Open Source AI Code Completion for Neovim Without Cloud API

If you use Neovim as your primary editor, you have likely explored ways to integrate AI-powered code completion. Many developers turn to cloud-based solutions like GitHub Copilot, but these require API keys, subscriptions, and an internet connection. For privacy-conscious developers, teams working in secure environments, or anyone wanting to avoid recurring costs, self-hosted alternatives offer a compelling path forward.

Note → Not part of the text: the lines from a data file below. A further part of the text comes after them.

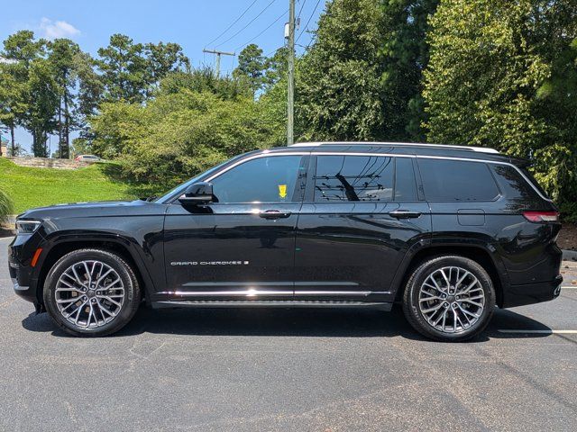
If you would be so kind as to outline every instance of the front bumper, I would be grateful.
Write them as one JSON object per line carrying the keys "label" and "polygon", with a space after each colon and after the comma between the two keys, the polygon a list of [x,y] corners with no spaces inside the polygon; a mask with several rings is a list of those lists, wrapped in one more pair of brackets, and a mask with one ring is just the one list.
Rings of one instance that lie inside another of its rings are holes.
{"label": "front bumper", "polygon": [[23,284],[23,280],[25,279],[25,277],[23,277],[23,272],[20,272],[20,266],[14,262],[8,261],[8,271],[10,272],[10,278],[12,279],[12,284],[16,295],[28,302],[33,303],[38,302],[36,290],[32,289],[29,284]]}
{"label": "front bumper", "polygon": [[510,285],[503,292],[503,308],[513,308],[554,300],[561,293],[562,283],[563,276],[559,274],[551,282]]}

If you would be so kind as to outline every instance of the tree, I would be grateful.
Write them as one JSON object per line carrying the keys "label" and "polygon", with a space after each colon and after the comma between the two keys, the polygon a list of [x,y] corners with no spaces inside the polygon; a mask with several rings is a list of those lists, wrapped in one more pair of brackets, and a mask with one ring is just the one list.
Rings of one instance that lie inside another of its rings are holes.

This article compares the leading open-source AI code completion tools for Neovim that run locally without cloud API dependencies. Each solution has distinct trade-offs in setup complexity, model quality, and resource requirements.

Why Skip Cloud API Keys?

Cloud-based AI code completion services send your code to external servers. This raises legitimate concerns around data privacy, especially when working with proprietary codebases. Additionally, reliance on external services means your completion workflow depends on internet connectivity and service availability.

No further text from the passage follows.